Saturday, March 26, 2016

Menyatukan Serpihan

Puisi-puisi malamku kerap berkawan dengan bisingnya isi otakku. Ia tumpah. Warnanya merah, sunyi, suka, sesal, cinta, amarah. Kali ini, ia harus berdamai dengan serpihan ingatanku yang berserakan di parfum mobil, tempat tidur, udara malam yang membuat paru-parumu busuk, pintu rumah, gelas kaca, dan anak tangga.

Kebisingan itu menempel di ragaku, sekali waktu. Aku menemukan diriku di tengah orang-orang yang terkadang suka mencari-cari perkara di muasal yang fana. Mereka gemar berteriak dan berkata banyak. Semua orang merayakan kehebatannya dan menyombongkan hasil yang telah diusahakannya dalam setahun atau semalam. Jejak mereka tertinggal di bayang-bayang yang berhasil diamankan.

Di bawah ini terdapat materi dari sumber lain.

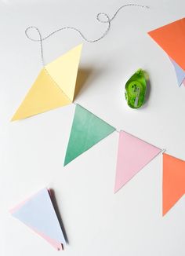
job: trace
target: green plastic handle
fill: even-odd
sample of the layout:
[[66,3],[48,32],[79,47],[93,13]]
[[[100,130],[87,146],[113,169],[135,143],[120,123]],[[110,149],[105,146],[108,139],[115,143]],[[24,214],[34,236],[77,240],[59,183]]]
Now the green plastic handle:
[[125,99],[128,105],[132,108],[140,108],[143,104],[146,91],[146,73],[140,68],[125,84]]

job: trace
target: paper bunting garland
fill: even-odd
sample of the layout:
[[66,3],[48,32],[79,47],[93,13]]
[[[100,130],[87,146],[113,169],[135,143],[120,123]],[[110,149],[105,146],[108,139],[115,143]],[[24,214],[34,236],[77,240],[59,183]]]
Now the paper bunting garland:
[[161,150],[124,131],[119,133],[119,144],[114,192],[117,192]]
[[73,102],[82,45],[42,69],[12,120],[19,120]]
[[185,18],[148,34],[172,60],[178,84],[181,86],[185,78]]
[[65,238],[47,188],[43,188],[10,212],[56,250],[63,250]]
[[185,161],[163,154],[163,216],[185,194]]
[[179,86],[180,86],[185,79],[185,71],[183,71],[172,59],[170,59],[176,74],[176,79]]
[[115,128],[77,104],[64,166],[114,130]]

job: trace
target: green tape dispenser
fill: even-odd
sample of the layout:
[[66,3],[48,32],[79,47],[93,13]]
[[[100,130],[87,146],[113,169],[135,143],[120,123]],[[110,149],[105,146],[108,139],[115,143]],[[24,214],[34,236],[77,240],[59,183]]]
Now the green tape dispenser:
[[128,105],[132,108],[140,108],[143,104],[146,91],[146,72],[138,69],[125,84],[125,99]]

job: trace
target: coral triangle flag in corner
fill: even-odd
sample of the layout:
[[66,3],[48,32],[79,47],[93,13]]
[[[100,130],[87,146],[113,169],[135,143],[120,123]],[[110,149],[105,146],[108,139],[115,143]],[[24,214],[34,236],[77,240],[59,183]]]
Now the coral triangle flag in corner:
[[47,188],[43,188],[10,213],[60,251],[66,241],[50,196]]
[[42,69],[12,121],[73,102],[82,47],[74,47]]
[[113,133],[115,128],[77,104],[64,166]]
[[117,192],[161,150],[126,132],[119,133],[114,192]]
[[163,154],[163,216],[185,194],[185,161]]
[[185,18],[158,27],[148,35],[172,60],[179,86],[185,78]]

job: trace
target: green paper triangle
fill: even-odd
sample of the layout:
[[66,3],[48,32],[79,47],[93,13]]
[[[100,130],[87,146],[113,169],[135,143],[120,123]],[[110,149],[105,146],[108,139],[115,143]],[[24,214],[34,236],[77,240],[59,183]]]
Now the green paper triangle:
[[64,166],[114,130],[115,128],[77,104]]

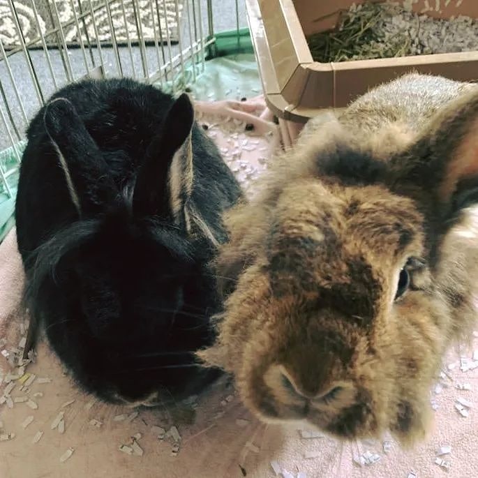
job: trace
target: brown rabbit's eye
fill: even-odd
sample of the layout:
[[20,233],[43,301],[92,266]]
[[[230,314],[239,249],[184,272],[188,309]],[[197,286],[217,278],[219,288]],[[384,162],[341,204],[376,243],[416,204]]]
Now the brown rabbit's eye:
[[400,271],[400,277],[398,278],[398,285],[396,287],[396,293],[395,294],[395,299],[403,295],[408,289],[410,285],[410,274],[406,269],[402,269]]

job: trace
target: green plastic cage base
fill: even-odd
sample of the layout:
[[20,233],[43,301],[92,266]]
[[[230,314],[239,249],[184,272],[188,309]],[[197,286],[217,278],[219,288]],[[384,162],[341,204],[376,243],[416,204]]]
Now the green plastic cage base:
[[207,60],[238,53],[254,53],[251,33],[247,27],[221,31],[208,40],[212,38],[215,41],[207,47]]

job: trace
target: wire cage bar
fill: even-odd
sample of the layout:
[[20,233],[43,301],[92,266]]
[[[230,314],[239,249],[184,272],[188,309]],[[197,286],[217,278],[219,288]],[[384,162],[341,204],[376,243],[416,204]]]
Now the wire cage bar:
[[185,89],[218,54],[214,8],[213,0],[0,1],[0,225],[2,204],[13,211],[28,121],[45,100],[85,76]]

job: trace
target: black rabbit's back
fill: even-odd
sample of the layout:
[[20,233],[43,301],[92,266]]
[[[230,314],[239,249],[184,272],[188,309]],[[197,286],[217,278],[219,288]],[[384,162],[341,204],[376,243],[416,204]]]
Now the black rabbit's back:
[[[135,214],[133,195],[151,139],[164,133],[173,141],[181,128],[167,123],[177,102],[128,79],[80,82],[49,104],[60,98],[100,151],[96,159],[84,154],[90,169],[106,165],[89,181],[102,184],[107,177],[118,194],[105,204],[92,201],[79,217],[68,169],[47,132],[47,107],[40,110],[27,131],[15,211],[31,313],[80,384],[103,398],[142,399],[155,383],[174,396],[195,392],[216,375],[198,368],[193,352],[214,339],[210,316],[221,304],[209,264],[226,239],[221,216],[241,196],[239,185],[193,123],[185,203],[200,227],[189,234],[167,215]],[[167,180],[159,176],[158,189],[169,191]]]

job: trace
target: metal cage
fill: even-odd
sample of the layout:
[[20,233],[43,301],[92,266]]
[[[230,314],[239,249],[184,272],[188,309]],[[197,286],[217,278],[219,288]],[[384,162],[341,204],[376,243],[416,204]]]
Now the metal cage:
[[[216,15],[227,2],[229,15]],[[87,75],[184,89],[221,45],[241,50],[241,2],[0,0],[0,225],[2,203],[13,211],[26,127],[54,91]],[[218,32],[225,17],[230,31]]]

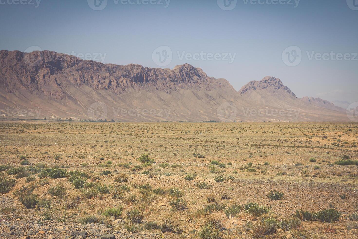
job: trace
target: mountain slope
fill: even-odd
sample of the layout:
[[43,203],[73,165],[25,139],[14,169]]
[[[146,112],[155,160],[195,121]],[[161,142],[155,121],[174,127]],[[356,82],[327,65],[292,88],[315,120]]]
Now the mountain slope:
[[2,51],[0,86],[0,109],[6,110],[0,118],[347,120],[343,113],[299,100],[279,79],[252,81],[238,92],[226,80],[209,77],[188,64],[171,70],[103,64],[48,51]]

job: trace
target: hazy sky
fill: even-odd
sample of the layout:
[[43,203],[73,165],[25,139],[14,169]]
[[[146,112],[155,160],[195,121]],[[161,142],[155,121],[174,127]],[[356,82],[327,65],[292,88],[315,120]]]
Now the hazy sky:
[[269,75],[298,97],[358,101],[358,0],[0,0],[0,49],[188,63],[237,90]]

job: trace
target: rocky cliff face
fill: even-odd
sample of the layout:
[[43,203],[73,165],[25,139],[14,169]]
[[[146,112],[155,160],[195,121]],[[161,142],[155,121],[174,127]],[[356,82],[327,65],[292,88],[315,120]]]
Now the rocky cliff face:
[[266,76],[261,81],[252,81],[241,87],[239,91],[241,94],[244,94],[250,90],[271,89],[284,91],[293,96],[296,95],[290,88],[284,85],[279,78],[272,76]]
[[224,79],[188,64],[171,70],[103,64],[48,51],[0,51],[0,118],[347,120],[345,114],[328,109],[298,99],[272,77],[251,81],[238,92]]
[[66,97],[64,89],[70,84],[85,85],[116,94],[129,88],[149,87],[163,92],[177,87],[234,90],[226,80],[209,77],[201,69],[188,64],[172,70],[132,64],[119,66],[48,51],[29,53],[1,51],[0,74],[0,84],[8,92],[20,87],[59,100]]

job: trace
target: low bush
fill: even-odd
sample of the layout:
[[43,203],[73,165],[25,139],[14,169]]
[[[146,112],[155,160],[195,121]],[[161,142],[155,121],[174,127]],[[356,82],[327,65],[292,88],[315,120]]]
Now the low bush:
[[129,177],[129,176],[125,173],[120,173],[115,177],[114,181],[117,182],[125,182],[128,181]]
[[9,192],[15,185],[15,180],[8,179],[4,173],[0,173],[0,193]]
[[203,239],[218,239],[221,237],[220,229],[222,223],[213,218],[207,219],[199,231],[199,235]]
[[241,209],[242,207],[241,205],[233,204],[231,206],[228,207],[227,209],[225,210],[224,211],[224,212],[225,213],[225,215],[226,215],[226,216],[227,217],[227,218],[229,218],[230,215],[233,217],[236,216],[236,215],[240,212],[240,211],[241,211]]
[[141,223],[144,215],[138,209],[128,211],[126,212],[127,217],[132,223]]
[[322,222],[330,223],[338,220],[341,213],[336,210],[330,209],[325,209],[315,212],[313,215],[315,219]]
[[219,175],[214,178],[214,181],[217,183],[222,182],[224,180],[222,175]]
[[171,217],[166,217],[163,219],[163,223],[159,226],[162,232],[169,232],[180,234],[183,230],[178,222]]
[[103,215],[107,217],[114,216],[116,219],[118,219],[120,217],[123,211],[123,207],[112,207],[105,210]]
[[196,175],[195,174],[192,175],[190,173],[187,175],[185,176],[184,177],[184,178],[188,181],[191,181],[194,180],[194,178],[196,177]]
[[250,207],[247,212],[255,216],[259,216],[270,211],[270,209],[264,206],[255,205]]
[[182,211],[188,209],[188,203],[183,199],[172,200],[169,203],[174,210]]
[[267,197],[271,200],[281,200],[281,198],[284,196],[284,193],[282,192],[279,192],[277,191],[274,192],[271,191],[267,195]]
[[168,190],[168,194],[175,197],[181,197],[184,196],[184,193],[177,187],[172,187]]
[[137,160],[142,163],[154,163],[155,162],[154,159],[149,158],[149,154],[148,154],[142,155],[142,156],[140,156],[140,157],[139,158],[137,159]]
[[334,164],[337,165],[357,165],[358,160],[352,159],[340,159],[334,162]]
[[62,183],[59,183],[55,186],[51,187],[47,192],[52,196],[56,196],[60,199],[62,199],[66,193],[67,189]]

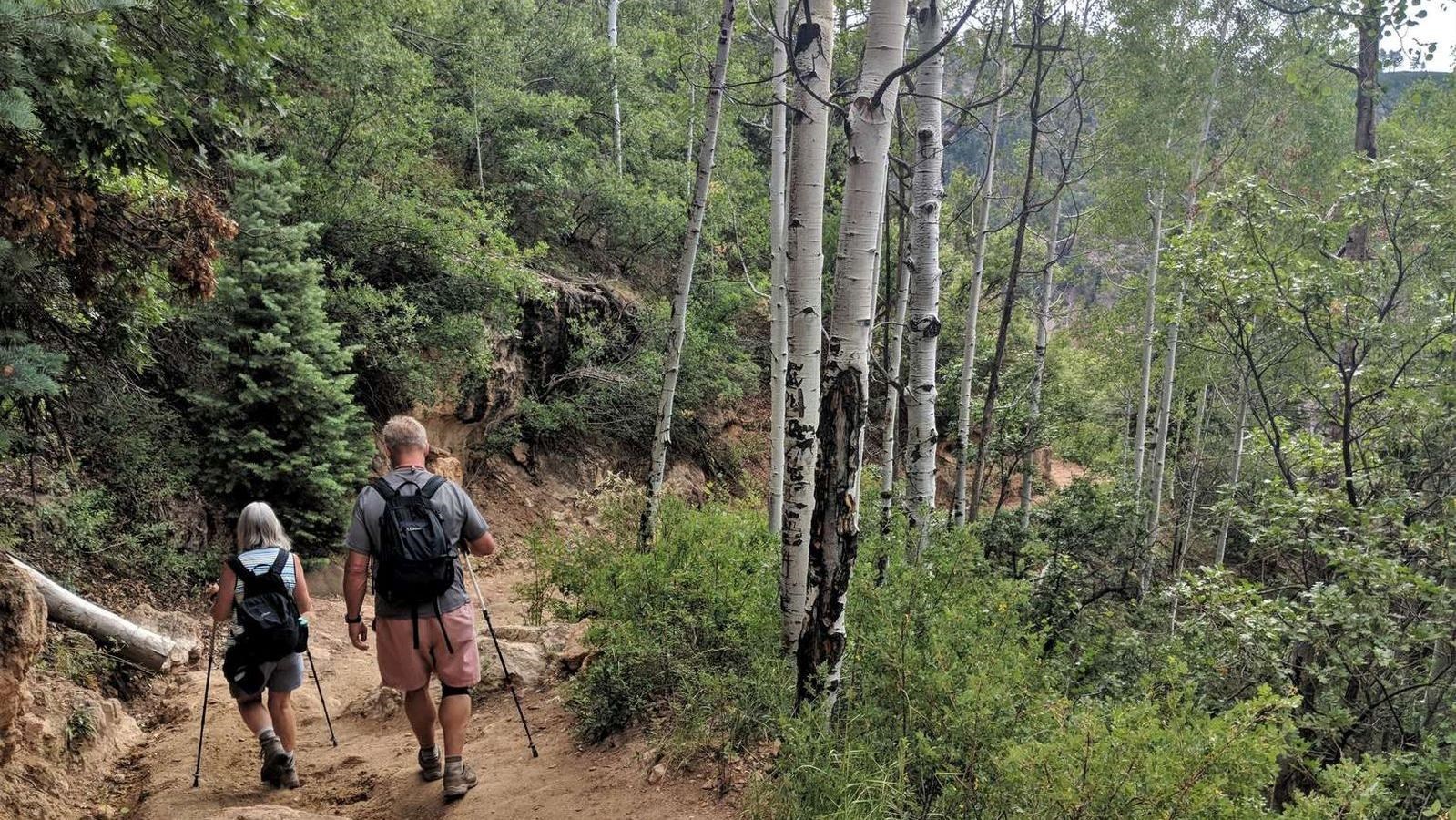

Entah, ketika ragaku berkawan dengan kebisingan yang semula aku cemaskan. Jiwaku berteduh di lampu temaram. Waktu itu gelap, yang kulihat hanya seberkas kesanggupan dan kesabaran. Dan aku terjerembab.


Catatan:
Kalau kamu tidak mengerti apa maksudku, pahamilah menurut perspektifmu sendiri. Aku tidak hadir untuk menuliskan penggambaran gamblang. Aku menulis ini untuk mengungkapkan ingatan, yang terkadang hanya butuh waktu luang dan sedikit nafas yang tidak memburu. Suatu saat ketika kamu membaca ingatanku, bisa jadi aku sudah hanyut bersama kelu.